At the 2008 parliamentary elections á Reynatúgvu was not re-elected, but sat in parliament when Anita á Fríðriksmørk took maternity leave, and as his party was a part of the Landsstýri, he was next on the list to get a seat in the parliament. Before Páll á Reynatúgvu was elected for the Løgting in 2011, he was president of the SEV, which provides the Faroe Islands with electricity. He had to quit this job, because the Faroese law does not allow a person to be a member of the Løgting and at the same time to be a member of a governmental owned institution or company.

== Football career ==
Páll á Reynatúgvu played for many years as a midfielder for his local football club, B71 Sandur. For a few seasons, he also served as the team's captain. With his club, he won the Faroese League in 1989 and Faroese Cup 1993.

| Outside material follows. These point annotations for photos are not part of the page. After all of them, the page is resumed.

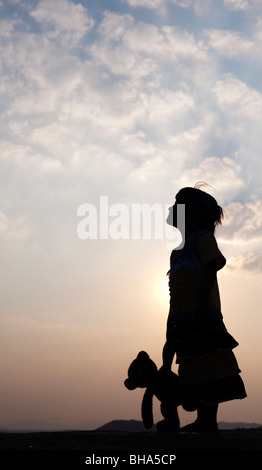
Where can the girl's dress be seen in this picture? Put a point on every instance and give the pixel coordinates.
(208, 370)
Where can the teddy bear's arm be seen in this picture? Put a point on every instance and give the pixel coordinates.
(147, 409)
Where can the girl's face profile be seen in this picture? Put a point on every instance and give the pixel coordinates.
(172, 216)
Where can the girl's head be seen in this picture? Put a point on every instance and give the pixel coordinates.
(201, 210)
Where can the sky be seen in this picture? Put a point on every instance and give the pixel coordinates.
(126, 100)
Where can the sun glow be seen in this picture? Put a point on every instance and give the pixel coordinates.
(161, 290)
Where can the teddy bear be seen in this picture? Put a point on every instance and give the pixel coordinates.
(163, 384)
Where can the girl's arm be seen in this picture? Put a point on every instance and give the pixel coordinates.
(209, 277)
(168, 354)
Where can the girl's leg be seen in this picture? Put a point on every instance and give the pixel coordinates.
(206, 420)
(207, 413)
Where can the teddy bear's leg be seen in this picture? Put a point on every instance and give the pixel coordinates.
(171, 422)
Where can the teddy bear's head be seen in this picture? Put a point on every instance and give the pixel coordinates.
(141, 372)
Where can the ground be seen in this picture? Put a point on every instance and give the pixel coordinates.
(244, 446)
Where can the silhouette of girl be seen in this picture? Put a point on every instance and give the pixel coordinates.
(208, 370)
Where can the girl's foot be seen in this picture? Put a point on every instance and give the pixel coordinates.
(200, 426)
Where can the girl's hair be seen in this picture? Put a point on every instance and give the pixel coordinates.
(208, 213)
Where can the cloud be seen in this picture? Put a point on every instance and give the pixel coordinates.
(221, 173)
(63, 20)
(249, 263)
(238, 4)
(237, 98)
(145, 3)
(243, 221)
(138, 49)
(230, 44)
(14, 229)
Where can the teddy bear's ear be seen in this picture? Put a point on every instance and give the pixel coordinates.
(142, 355)
(130, 384)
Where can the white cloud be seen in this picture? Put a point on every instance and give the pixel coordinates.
(138, 49)
(221, 173)
(14, 229)
(201, 7)
(243, 221)
(230, 44)
(249, 263)
(145, 3)
(63, 20)
(238, 98)
(237, 4)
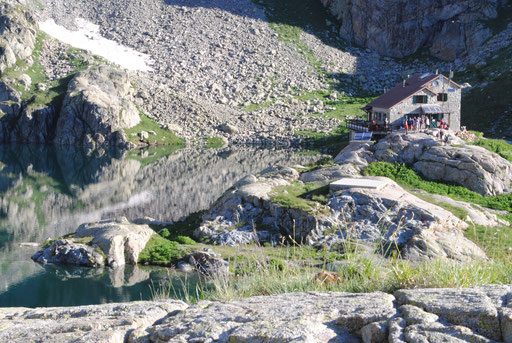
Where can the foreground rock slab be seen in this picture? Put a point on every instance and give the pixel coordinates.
(477, 314)
(97, 323)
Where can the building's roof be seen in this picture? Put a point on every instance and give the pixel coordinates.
(400, 93)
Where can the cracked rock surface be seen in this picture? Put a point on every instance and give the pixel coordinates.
(477, 314)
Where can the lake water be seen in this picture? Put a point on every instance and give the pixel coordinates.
(49, 191)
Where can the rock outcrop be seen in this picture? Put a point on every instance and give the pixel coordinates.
(470, 166)
(97, 107)
(119, 240)
(450, 29)
(66, 251)
(478, 314)
(385, 219)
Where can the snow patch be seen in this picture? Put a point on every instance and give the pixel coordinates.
(88, 37)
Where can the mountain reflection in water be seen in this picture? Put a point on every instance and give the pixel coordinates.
(48, 191)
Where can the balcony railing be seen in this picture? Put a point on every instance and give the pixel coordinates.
(366, 126)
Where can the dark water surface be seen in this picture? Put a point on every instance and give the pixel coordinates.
(47, 192)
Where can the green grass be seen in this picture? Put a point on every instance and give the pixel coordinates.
(162, 137)
(160, 251)
(495, 241)
(259, 270)
(152, 154)
(409, 178)
(310, 197)
(34, 97)
(181, 228)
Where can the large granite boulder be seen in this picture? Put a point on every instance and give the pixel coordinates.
(478, 314)
(107, 323)
(470, 166)
(396, 28)
(384, 220)
(66, 251)
(97, 107)
(294, 317)
(118, 240)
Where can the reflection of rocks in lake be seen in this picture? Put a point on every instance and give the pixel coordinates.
(48, 191)
(127, 275)
(115, 277)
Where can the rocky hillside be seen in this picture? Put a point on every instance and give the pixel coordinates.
(252, 72)
(480, 314)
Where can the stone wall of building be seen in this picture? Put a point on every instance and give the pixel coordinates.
(452, 105)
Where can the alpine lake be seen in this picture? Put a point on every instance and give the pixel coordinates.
(48, 191)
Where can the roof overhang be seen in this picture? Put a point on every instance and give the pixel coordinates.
(431, 109)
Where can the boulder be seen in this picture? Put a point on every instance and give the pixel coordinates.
(66, 251)
(111, 242)
(477, 314)
(120, 240)
(383, 220)
(99, 100)
(470, 166)
(294, 317)
(474, 308)
(105, 323)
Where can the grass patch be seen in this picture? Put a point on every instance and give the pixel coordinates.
(310, 197)
(259, 270)
(495, 241)
(160, 251)
(152, 154)
(181, 228)
(161, 136)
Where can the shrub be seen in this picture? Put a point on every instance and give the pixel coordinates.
(184, 240)
(160, 251)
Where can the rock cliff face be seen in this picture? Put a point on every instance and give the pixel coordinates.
(98, 105)
(478, 314)
(396, 28)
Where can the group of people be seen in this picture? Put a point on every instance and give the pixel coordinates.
(423, 122)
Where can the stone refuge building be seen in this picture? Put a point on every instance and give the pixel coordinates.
(430, 95)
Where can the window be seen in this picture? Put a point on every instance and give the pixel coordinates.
(419, 99)
(442, 97)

In 1993 Páll á Reynatúgvu played 5 matches for the Faroe Islands national football team, four of which were 1994 FIFA World Cup qualifiers with one friendly match.
In 1996/97 Páll á Reynatúgvu played two matches with B71 Sandur against APOEL Nicosia from Cyprus in the Champions League. Apoel Nicosia won both matches, but in the away match B71 took a 2-1 lead with goals from Eli Hentze and Páll á Reynatúgvu. APOEL F.C. won the match 4-2.